Gauntlet Health and Safety say that, to stay compliant with the Health and Safety at Work Act 1974 and the Control of Substances Hazardous to Health Regulations 2002, businesses need to act quickly and recognize that opening windows or using other general ventilation methods will not prevent them picking up hefty fines or possible prison sentences.

The new emphasis on controlling the fumes created by welding activities follows the classification of mild-steel welding fume as a human carcinogen, thought to cause both lung cancer and possible kidney cancer, according to studies by the International Agency for Research on Cancer.

Other possible side-effects include neurological damage that will exhibit in a similar manner to Parkinson’s disease.
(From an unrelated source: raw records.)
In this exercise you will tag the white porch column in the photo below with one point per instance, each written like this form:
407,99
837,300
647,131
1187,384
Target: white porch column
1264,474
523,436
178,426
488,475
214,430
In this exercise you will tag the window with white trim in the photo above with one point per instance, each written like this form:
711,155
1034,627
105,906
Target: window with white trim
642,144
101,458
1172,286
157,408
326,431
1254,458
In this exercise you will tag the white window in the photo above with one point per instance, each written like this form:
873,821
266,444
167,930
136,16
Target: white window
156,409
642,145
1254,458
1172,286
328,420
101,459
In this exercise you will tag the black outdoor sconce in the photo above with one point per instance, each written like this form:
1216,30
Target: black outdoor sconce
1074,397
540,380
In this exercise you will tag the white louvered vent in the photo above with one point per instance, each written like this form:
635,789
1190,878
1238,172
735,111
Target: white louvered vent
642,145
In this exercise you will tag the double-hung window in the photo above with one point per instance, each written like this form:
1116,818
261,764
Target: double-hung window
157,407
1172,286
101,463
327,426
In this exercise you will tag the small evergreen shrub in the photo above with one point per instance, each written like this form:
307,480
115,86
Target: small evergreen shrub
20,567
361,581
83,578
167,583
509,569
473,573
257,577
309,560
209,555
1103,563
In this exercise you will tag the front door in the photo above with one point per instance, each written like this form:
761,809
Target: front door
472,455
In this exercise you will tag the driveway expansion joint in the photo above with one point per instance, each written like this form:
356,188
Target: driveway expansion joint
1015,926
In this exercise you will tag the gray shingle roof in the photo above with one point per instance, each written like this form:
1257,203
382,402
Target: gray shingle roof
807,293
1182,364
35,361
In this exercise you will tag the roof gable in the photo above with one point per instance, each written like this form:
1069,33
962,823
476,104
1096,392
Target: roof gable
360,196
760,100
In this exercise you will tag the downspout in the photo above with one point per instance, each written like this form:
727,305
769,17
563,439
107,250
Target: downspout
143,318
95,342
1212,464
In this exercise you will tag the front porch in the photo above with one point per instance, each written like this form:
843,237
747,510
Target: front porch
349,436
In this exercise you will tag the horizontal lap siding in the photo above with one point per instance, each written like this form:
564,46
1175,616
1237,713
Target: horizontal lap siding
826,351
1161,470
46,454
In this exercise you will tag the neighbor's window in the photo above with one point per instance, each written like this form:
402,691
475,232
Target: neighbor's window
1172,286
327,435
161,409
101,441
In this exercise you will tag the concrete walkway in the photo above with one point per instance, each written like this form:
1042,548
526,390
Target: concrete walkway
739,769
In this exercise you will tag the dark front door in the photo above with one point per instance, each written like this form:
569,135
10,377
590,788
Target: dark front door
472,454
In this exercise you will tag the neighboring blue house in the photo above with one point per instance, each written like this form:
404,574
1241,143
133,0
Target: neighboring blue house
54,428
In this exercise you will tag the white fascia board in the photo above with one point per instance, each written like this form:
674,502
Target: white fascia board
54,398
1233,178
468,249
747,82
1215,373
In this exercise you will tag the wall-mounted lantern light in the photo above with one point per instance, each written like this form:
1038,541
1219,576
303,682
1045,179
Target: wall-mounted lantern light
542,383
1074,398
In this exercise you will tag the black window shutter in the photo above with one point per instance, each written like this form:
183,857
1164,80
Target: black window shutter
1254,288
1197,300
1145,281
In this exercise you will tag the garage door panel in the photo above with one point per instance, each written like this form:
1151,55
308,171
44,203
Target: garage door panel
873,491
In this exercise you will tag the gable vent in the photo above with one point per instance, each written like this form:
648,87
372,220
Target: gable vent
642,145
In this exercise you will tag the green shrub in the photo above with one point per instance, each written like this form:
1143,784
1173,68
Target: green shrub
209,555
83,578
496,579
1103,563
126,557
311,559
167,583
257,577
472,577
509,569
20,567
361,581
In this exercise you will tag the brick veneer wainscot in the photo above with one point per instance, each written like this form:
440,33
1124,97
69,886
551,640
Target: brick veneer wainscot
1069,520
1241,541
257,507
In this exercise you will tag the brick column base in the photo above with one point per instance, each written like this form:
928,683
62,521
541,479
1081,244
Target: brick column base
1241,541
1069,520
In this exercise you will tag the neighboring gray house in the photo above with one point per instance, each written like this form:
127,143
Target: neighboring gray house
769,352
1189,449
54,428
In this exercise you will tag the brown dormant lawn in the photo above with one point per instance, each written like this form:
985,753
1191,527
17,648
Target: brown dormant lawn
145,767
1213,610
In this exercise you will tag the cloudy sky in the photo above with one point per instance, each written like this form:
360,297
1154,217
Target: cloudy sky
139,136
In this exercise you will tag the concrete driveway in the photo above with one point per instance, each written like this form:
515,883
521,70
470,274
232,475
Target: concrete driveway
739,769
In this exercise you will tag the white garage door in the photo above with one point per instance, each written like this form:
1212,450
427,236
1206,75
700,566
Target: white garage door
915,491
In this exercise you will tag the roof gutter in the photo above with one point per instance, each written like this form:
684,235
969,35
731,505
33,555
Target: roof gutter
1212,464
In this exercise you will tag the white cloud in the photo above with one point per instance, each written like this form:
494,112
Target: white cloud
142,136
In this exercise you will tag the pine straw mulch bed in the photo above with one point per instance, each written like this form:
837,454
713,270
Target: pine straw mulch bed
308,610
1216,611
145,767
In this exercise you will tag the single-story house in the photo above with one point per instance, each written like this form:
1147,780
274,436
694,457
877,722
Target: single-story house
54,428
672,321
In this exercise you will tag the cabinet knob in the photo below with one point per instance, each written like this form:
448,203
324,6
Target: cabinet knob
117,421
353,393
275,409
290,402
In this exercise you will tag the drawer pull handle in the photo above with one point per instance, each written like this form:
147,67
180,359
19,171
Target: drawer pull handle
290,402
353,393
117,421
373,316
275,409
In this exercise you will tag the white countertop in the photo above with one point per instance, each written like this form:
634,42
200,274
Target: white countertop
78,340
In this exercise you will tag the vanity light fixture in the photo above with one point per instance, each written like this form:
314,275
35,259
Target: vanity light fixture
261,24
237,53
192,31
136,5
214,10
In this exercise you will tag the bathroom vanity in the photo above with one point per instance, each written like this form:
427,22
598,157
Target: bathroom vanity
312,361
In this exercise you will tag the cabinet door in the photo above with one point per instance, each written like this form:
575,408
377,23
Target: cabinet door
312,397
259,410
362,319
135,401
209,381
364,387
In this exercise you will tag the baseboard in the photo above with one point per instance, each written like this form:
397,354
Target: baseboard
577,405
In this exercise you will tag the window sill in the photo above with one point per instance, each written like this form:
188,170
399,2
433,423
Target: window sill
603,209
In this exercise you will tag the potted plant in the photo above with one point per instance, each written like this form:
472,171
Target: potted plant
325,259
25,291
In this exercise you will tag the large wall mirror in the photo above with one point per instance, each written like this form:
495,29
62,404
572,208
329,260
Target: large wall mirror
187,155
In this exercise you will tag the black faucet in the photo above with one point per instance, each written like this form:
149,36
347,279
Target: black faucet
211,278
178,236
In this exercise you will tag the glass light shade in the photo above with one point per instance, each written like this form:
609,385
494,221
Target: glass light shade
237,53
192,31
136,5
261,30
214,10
The HSE expects to see at-source fume extraction taking place, removing fumes from the breathing zone. Welding indoors should be accompanied by local exhaust ventilation (LEV), whilst welding outdoors, regardless of the duration of the work, requires the welder to be fitted with suitable respiratory protection equipment (RPE). RPE needs to be part of an RPE programme taking a holistic approach towards RPE protection.

There is no window of leniency with regard to welding control. The law has been tightened with immediate effect and manufacturing and engineering businesses are expected to respond without delay.

Gauntlet Health and Safety’s Brian Goulding said: ‘Any business that uses welding equipment should get the right controls in place the moment they read this warning. If they are unsure what they need to do to be compliant and not breach health and safety laws, they can get in touch and we can guide them through the processes required.

‘There was no transfer window between the former requirements and the new ones. If they are not compliant, they are in danger of being fined, as the HSE is likely to be very keen on seeing welding fume containment religiously enforced and will know the types of businesses likely to incorporate welding in their day-to-day operations.’